Serving an Object Detection Model
Serving an Object Detection Model#
This example runs an object detection application with Ray Serve.
To run this example, install the following:
pip install "ray[serve]" requests torch
This example uses the ultralytics/yolov5 model and FastAPI. Save the following code to a file named object_detection.py.
Use the following Serve code:
import torch
from PIL import Image
import numpy as np
from io import BytesIO
from fastapi.responses import Response
from fastapi import FastAPI
from ray import serve
from ray.serve.handle import DeploymentHandle
app = FastAPI()
@serve.deployment(num_replicas=1)
@serve.ingress(app)
class APIIngress:
def __init__(self, object_detection_handle) -> None:
self.handle: DeploymentHandle = object_detection_handle.options(
use_new_handle_api=True,
)
@app.get(
"/detect",
responses={200: {"content": {"image/jpeg": {}}}},
response_class=Response,
)
async def detect(self, image_url: str):
image = await self.handle.detect.remote(image_url)
file_stream = BytesIO()
image.save(file_stream, "jpeg")
return Response(content=file_stream.getvalue(), media_type="image/jpeg")
@serve.deployment(
ray_actor_options={"num_gpus": 1},
autoscaling_config={"min_replicas": 1, "max_replicas": 2},
)
class ObjectDetection:
def __init__(self):
self.model = torch.hub.load("ultralytics/yolov5", "yolov5s")
self.model.cuda()
def detect(self, image_url: str):
result_im = self.model(image_url)
return Image.fromarray(result_im.render()[0].astype(np.uint8))

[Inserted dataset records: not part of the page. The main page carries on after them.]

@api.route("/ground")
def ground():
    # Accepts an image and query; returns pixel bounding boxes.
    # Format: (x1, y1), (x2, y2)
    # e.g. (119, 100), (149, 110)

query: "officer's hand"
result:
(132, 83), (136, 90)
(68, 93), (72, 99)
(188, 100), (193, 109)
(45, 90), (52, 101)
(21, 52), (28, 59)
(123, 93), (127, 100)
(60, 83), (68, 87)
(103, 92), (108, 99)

entrypoint = APIIngress.bind(ObjectDetection.bind())
Use serve run object_detection:entrypoint
to start the serve application.
Note
The autoscaling config sets min_replicas
to 0, which means the deployment starts with no ObjectDetection
replicas. These replicas spawn only when a request arrives. After a period where no requests arrive, Serve downscales ObjectDetection
back to 0 replicas to save GPU resources.
You should see the following logs:
(ServeReplica:ObjectDection pid=4747) warnings.warn(
(ServeReplica:ObjectDection pid=4747) Downloading: "https://github.com/ultralytics/yolov5/zipball/master" to /home/ray/.cache/torch/hub/master.zip
(ServeReplica:ObjectDection pid=4747) YOLOv5 🚀 2023-3-8 Python-3.9.16 torch-1.13.0+cu116 CUDA:0 (Tesla T4, 15110MiB)
(ServeReplica:ObjectDection pid=4747)
(ServeReplica:ObjectDection pid=4747) Fusing layers...
(ServeReplica:ObjectDection pid=4747) YOLOv5s summary: 213 layers, 7225885 parameters, 0 gradients
(ServeReplica:ObjectDection pid=4747) Adding AutoShape...
2023-03-08 21:10:21,685 SUCC <string>:93 -- Deployed Serve app successfully.
Use the following code to send requests:
import requests
image_url = "https://ultralytics.com/images/zidane.jpg"
resp = requests.get(f"http://127.0.0.1:8000/detect?image_url={image_url}")
with open("output.jpeg", 'wb') as f:
f.write(resp.content)
The output.png file is saved locally. Check it out!